Riggs then got out of his patrol car to make sure the other occupants of Penn’s truck would present no trouble. He moved to assist Jacobs, who by then was wrestling with Penn, Pina-Ruiz said.

As blows were exchanged, Penn repeatedly asked the officers “why they were doing this, and the officers were telling him to cooperate and that he was resisting arrest,” Pina-Ruiz said.

Jacobs and Penn then fell to the ground, with Jacobs sitting atop Penn. Riggs stood only about a foot away, using his night stick to slap at Penn’s upraised arms.

“There was a moment of what I would call calmness and I thought it was being resolved,” Pina-Ruiz testified. “Then I noticed the driver (Penn) noticing the officer’s gun . . . I saw the driver’s eyes look toward the gun, and I knew he was going to reach for the gun.”

Jacobs, Pina-Ruiz said, tried unsuccessfully to prevent Penn from pulling the revolver from its holster. Even after Penn was in control of the gun and pointed it up toward Jacobs’ chest, Jacobs refused to release him.

“The driver was saying, ‘Let me go,’ and the officer was saying, ‘Don’t be a fool,’ ” Pina-Ruiz testified.

Advertisement

The revolver’s barrel was first pointed at Jacobs’ chest. Then, it moved up to his neck.

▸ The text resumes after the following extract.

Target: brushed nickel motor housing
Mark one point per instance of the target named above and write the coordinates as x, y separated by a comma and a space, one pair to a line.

“Then I saw the hammer of the gun go back . . . and I knew he was going to shoot him,” Pina-Ruiz said.

The gun discharged, and Jacobs fell backward.

“I looked at Officer Riggs and he was what I would called stunned, dumbfounded,” Pina-Ruiz told the court. “He had had no idea that the person had the gun. (Riggs) had a baton in one hand and a radio in the other. There was no way he could (draw his own weapon).”

Pina-Ruiz said she heard the shots but didn’t see Riggs hit. Instead, she began frantically searching the interior of the patrol car for “something to protect myself with.” She found nothing.

She said she watched Penn approach the car. Their eyes met briefly and then he fired twice through the window, shattering the glass. The bullets hit Pina-Ruiz in the arm, abdomen and back.

A 14-year-old boy who testified Tuesday said he heard Penn say to Pina-Ruiz before firing, “Since you’re a witness, I’m gonna kill you, too.” Pina-Ruiz, however, testified that she never heard Penn say anything to her.

Pina-Ruiz said she lay still after being shot because she thought Jacobs’ gun still held one more bullet.

Advertisement

As Penn drove away in Jacob’s patrol car, Pina-Ruiz radioed for help. (Penn surrendered at police headquarters hours later.)

During Tuesday’s hearing, the prosecution played a tape recording of police radio communications which included Pina-Ruiz’s frantic pleas.

“We need help, we need help,” she cried breathlessly. When asked by a dispatcher her location, she replied, “Don’t know. I’m ride-along with Riggs . . . Two officers down. I’m ride-along and I’ve been shot . . . “

Pina-Ruiz’s husband, Roque, a Navy sailor who attended Tuesday’s hearing, said his wife has returned to work as a secretary since the shooting. He said she plans to become a San Diego police officer and is preparing to take a department physical exam.